La vente à l’exportation est en effet indispensable si l’on veut pouvoir amortir les chaînes de production de matériels coûteux et donc générateur de fortes marges pour les industriels, comme par exemple le Rafale, tout en ajustant les commandes pour l’armée française en fonction des contraintes budgétaires globales. La France a d’ailleurs engrangé des commandes significatives en 2015 (Égypte, Liban et Qatar), qu’elle a en partie satisfaite en prélevant les matériels sur les équipements de son armée, de telle sorte que l’on ne sait plus si l’industrie soutient la Défense ou si celle-ci est au service de celle-là.

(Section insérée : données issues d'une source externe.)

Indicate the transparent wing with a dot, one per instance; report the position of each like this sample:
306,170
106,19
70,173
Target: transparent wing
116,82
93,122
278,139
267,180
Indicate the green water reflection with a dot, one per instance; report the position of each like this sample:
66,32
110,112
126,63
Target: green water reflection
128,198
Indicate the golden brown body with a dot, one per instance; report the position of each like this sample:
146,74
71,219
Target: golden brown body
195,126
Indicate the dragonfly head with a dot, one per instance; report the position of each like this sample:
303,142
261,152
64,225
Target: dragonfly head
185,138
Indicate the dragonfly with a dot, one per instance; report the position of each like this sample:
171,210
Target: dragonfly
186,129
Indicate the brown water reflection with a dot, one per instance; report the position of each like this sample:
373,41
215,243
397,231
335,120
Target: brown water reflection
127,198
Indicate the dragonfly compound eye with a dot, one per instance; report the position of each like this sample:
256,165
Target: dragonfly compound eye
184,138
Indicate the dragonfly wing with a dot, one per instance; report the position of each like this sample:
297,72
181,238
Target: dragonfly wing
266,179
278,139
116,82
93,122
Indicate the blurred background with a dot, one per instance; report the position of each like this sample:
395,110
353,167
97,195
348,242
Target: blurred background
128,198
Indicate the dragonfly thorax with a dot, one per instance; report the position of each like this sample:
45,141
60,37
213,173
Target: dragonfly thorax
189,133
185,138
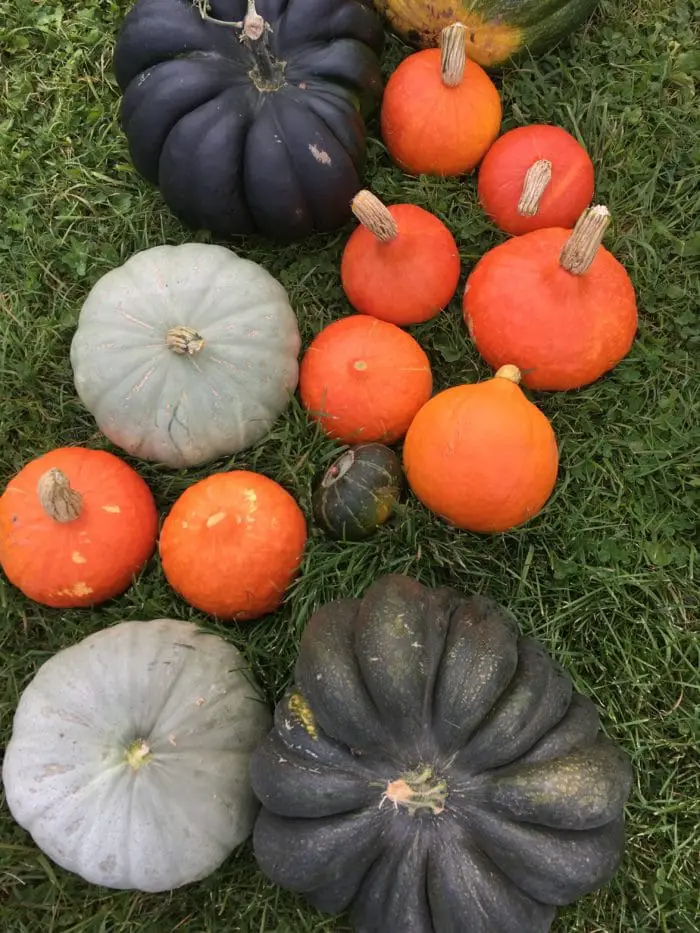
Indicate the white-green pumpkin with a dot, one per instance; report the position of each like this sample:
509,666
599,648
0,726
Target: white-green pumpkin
128,762
186,353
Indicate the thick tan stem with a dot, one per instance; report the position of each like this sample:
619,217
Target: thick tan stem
184,340
374,216
536,180
453,54
509,372
580,249
58,500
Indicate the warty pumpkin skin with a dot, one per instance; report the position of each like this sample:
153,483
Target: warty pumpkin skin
186,353
76,526
232,543
498,31
555,303
264,134
128,762
433,770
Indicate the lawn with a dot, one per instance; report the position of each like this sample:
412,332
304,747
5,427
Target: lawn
606,576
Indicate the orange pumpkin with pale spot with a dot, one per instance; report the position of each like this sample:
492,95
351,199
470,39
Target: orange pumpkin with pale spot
76,526
232,543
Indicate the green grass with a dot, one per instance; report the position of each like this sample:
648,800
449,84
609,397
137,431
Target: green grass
606,576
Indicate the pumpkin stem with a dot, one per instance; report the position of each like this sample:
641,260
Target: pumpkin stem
267,73
374,216
137,754
58,500
417,790
453,54
509,372
536,180
184,340
580,249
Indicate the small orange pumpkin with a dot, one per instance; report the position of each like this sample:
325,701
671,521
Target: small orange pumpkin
482,456
401,264
232,543
535,176
440,112
364,380
555,303
76,526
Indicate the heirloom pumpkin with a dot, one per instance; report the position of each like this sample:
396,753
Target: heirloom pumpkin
440,111
363,379
482,456
401,264
535,176
358,492
498,31
250,119
434,771
76,526
232,543
555,303
129,756
186,353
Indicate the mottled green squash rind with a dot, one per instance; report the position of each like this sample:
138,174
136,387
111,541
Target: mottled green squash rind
498,31
358,492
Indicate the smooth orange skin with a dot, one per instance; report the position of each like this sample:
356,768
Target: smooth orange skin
502,173
88,560
562,331
375,403
482,456
407,280
238,566
432,129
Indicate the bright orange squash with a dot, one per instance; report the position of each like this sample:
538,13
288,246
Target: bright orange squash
482,456
364,379
401,264
232,543
555,303
535,176
76,526
440,112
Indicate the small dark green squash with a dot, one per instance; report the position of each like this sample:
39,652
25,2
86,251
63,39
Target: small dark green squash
358,492
433,771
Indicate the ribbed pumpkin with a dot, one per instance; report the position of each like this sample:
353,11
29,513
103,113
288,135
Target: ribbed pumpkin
440,111
433,770
555,303
363,379
482,456
76,526
535,176
401,264
358,492
232,543
497,30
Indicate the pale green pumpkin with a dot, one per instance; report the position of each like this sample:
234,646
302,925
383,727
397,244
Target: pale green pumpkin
128,762
186,353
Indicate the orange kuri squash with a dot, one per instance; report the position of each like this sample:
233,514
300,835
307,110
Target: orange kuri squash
555,303
482,456
232,543
401,264
363,379
440,112
76,525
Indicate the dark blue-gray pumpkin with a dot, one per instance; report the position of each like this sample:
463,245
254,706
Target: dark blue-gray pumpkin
250,120
434,771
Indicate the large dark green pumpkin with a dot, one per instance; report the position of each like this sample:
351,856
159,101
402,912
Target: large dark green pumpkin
358,492
434,771
261,135
498,30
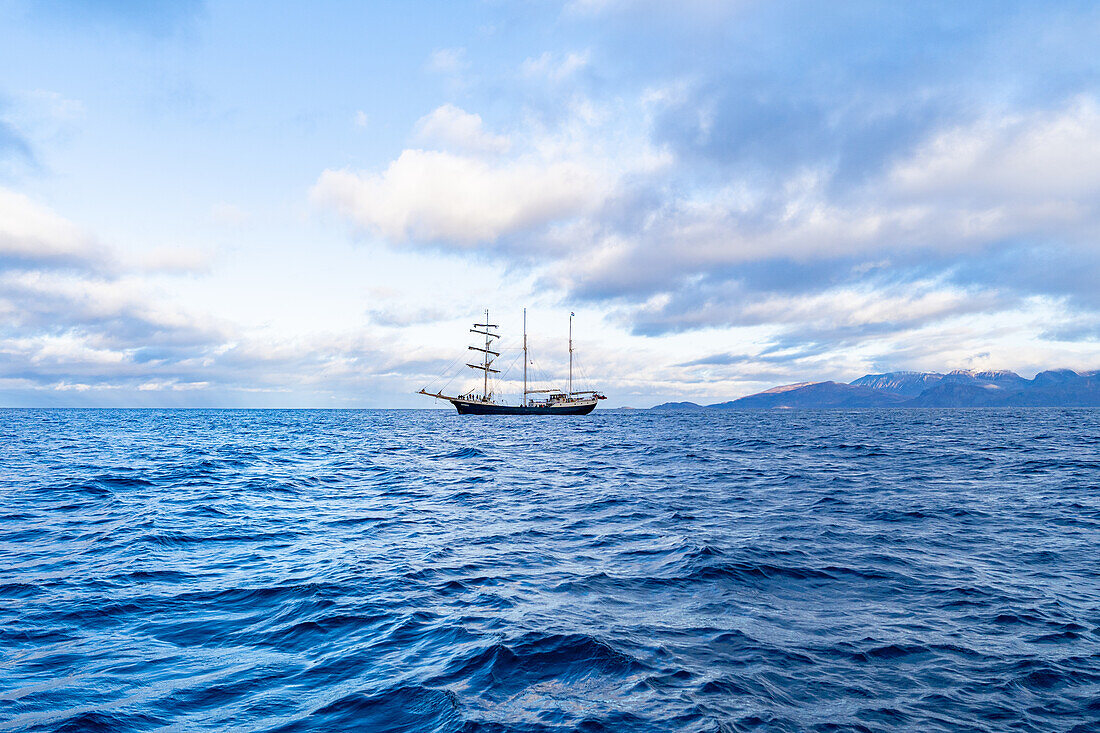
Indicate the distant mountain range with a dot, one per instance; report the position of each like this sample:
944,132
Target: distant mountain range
1060,387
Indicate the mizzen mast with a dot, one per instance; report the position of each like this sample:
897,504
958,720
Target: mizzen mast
490,354
571,314
525,357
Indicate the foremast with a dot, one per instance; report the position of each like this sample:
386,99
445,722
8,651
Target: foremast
486,365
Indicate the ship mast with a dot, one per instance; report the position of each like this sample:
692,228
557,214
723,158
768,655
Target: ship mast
571,314
487,351
525,357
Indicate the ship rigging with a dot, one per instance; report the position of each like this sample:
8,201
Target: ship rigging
549,402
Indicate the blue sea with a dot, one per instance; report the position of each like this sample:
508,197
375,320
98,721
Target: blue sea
312,570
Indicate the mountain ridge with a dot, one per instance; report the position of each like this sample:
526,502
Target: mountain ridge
1056,387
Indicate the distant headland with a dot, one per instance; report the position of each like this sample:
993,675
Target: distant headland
1060,387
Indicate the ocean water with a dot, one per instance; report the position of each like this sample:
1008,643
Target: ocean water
309,570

Surtout, la décision d’intervention, depuis l’adoption du quinquennat qui a réduit le premier ministre à être le premier des ministres et non plus le responsable de la défense nationale, est en pratique du seul ressort du président, « chef des armées » selon la formule constitutionnelle. Cette capacité donne à son titulaire un rôle à part au sein de la classe politique, comme l’a bien marqué François Hollande en se faisant asseoir dans la cour des Invalides, lors de l’hommage national pour les victimes des massacres du 13 novembre, à l’écart du troupeau. Le président récemment élu paraît avoir vécu son premier usage de la force au Mali début 2013, moins d’un an après son élection, comme une épreuve d’initiation à l’essence du pouvoir présidentiel (5). Il semble y avoir pris goût. Après le Mali est venu la Centrafrique puis la Syrie. Adieu le capitaine de pédalo, place au roi de guerre, qui exprime sa souveraineté par elle, et vive Louis XIV au lieu de Paul Deschanel.
(1) Pour une description des différentes techniques utilisées par la Coalition pour brouiller les pistes concernant le recensement des pertes civiles cf. http://airwars.org/methodology.html.

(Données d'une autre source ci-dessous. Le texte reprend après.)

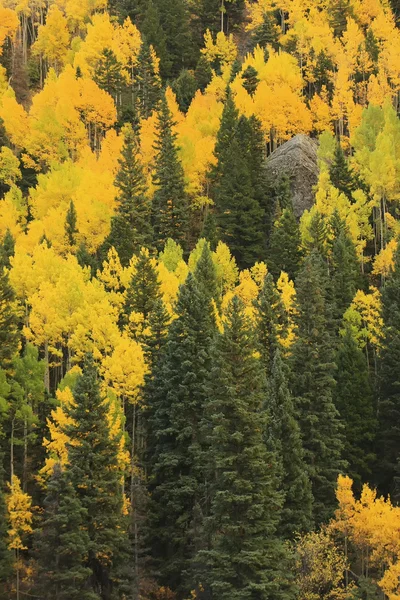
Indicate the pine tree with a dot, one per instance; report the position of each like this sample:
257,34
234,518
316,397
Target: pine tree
71,225
345,268
6,558
354,401
9,321
246,559
94,473
269,312
148,88
284,249
313,384
7,249
284,437
62,544
177,461
108,74
170,202
340,173
238,211
144,288
389,381
131,225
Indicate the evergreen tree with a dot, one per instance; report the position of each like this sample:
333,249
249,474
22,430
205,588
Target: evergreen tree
7,249
6,558
354,401
148,88
108,74
284,249
246,559
269,311
340,173
176,405
144,289
94,473
62,544
313,384
131,225
170,202
71,225
9,321
238,211
389,381
345,268
284,437
267,34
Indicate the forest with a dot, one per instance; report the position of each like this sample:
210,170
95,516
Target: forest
199,383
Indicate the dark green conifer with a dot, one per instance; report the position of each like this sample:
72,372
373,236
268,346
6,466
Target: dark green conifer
170,202
96,477
284,249
144,288
340,173
131,225
354,401
246,559
176,405
71,225
62,544
284,437
148,88
389,381
312,383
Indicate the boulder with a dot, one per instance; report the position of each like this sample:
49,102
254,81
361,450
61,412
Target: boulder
297,159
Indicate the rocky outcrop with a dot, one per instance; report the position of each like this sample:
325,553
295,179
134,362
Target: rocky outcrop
297,159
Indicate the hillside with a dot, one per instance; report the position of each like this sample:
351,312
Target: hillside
199,300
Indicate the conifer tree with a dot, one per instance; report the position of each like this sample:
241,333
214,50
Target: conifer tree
170,202
144,289
62,544
284,251
246,559
9,321
269,311
284,437
131,225
177,461
71,225
313,384
389,378
148,89
340,173
238,211
354,401
94,473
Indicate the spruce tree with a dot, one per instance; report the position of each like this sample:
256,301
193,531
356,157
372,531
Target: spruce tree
389,381
71,225
238,211
246,559
95,475
284,249
354,401
269,313
312,383
170,202
62,544
176,405
148,88
144,288
340,173
9,321
131,225
284,437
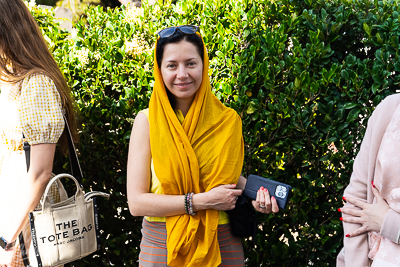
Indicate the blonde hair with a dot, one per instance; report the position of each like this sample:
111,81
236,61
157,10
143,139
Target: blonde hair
24,52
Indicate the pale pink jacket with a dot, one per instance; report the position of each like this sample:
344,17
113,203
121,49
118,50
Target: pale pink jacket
369,166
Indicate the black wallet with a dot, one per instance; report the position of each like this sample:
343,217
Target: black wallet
280,191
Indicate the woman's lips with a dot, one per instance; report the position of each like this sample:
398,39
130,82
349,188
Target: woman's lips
183,85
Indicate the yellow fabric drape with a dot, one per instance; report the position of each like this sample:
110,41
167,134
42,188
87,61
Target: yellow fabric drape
203,152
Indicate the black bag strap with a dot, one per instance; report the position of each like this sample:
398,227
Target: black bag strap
73,157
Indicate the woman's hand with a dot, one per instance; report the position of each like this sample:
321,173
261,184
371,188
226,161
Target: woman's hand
264,203
222,197
6,257
370,216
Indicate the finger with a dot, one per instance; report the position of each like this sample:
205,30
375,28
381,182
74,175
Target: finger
275,207
356,202
376,193
262,198
358,231
352,212
237,192
352,219
229,186
256,203
268,206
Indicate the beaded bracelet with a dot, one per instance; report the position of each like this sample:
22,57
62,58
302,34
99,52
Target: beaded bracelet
190,208
189,204
186,203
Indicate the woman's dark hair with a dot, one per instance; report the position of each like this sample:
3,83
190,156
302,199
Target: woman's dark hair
178,36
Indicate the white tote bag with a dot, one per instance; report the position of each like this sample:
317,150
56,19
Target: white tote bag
65,231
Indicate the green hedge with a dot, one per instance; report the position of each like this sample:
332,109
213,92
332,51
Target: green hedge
303,75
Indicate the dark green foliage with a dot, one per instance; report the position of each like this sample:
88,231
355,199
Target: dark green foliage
303,75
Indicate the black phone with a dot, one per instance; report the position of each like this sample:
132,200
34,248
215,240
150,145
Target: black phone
280,191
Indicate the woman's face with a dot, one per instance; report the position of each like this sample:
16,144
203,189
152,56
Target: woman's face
182,70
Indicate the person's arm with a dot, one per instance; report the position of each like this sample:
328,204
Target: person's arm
39,174
356,247
143,203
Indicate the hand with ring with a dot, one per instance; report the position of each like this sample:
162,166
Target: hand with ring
264,203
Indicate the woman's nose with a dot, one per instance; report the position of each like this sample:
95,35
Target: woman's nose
182,72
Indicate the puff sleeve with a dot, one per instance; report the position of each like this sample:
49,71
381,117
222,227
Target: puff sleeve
40,110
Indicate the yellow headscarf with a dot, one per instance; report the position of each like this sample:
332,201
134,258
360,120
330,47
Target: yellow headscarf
203,152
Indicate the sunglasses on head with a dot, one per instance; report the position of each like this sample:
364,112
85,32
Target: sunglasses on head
186,29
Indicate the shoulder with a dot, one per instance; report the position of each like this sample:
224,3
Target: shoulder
387,107
39,80
141,122
144,112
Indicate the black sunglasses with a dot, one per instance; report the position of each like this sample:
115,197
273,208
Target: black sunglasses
186,29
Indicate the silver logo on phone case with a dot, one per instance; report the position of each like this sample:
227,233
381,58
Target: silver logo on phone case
280,191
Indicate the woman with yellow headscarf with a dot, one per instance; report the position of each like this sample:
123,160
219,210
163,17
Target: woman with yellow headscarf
185,159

(2)cf.https://www.google.fr/url?sa=t&rct=j&q=&esrc=s&source=web&cd=1&cad=rja&uact=8&ved=0ahUKEwjPwZL88J_KAhXCXhQKHajACZIQFgglMAA&url=http%3A%2F%2Fsoufangroup.com%2Fwp-content%2Fuploads%2F2015%2F12%2FTSG_ForeignFightersUpdate3.pdf&usg=AFQjCNHrgmR5T-h8DPGO3ie2GqkHQD3diA&sig2=gd7uBNuCO7bAzFaBGRsAMg
(3) Avec une population 30 % plus importante, l’Allemagne compterait « seulement » environ 750 djihadistes d’après le rapport cité plus haut.
(4)cf. http://athena-et-moi.blogspot.fr/2009/05/base-aux-emirats-quelques-commentaires.html.
(5) « Et moi, je veux ici vous dire que je viens de vivre la journée la plus importante de ma vie politique. Parce que, à un moment, une décision doit être prise, elle engage la vie d’hommes et de femmes. Cette décision, je l’ai prise au nom de la France. » Discours à Bamako le 2 février 2013.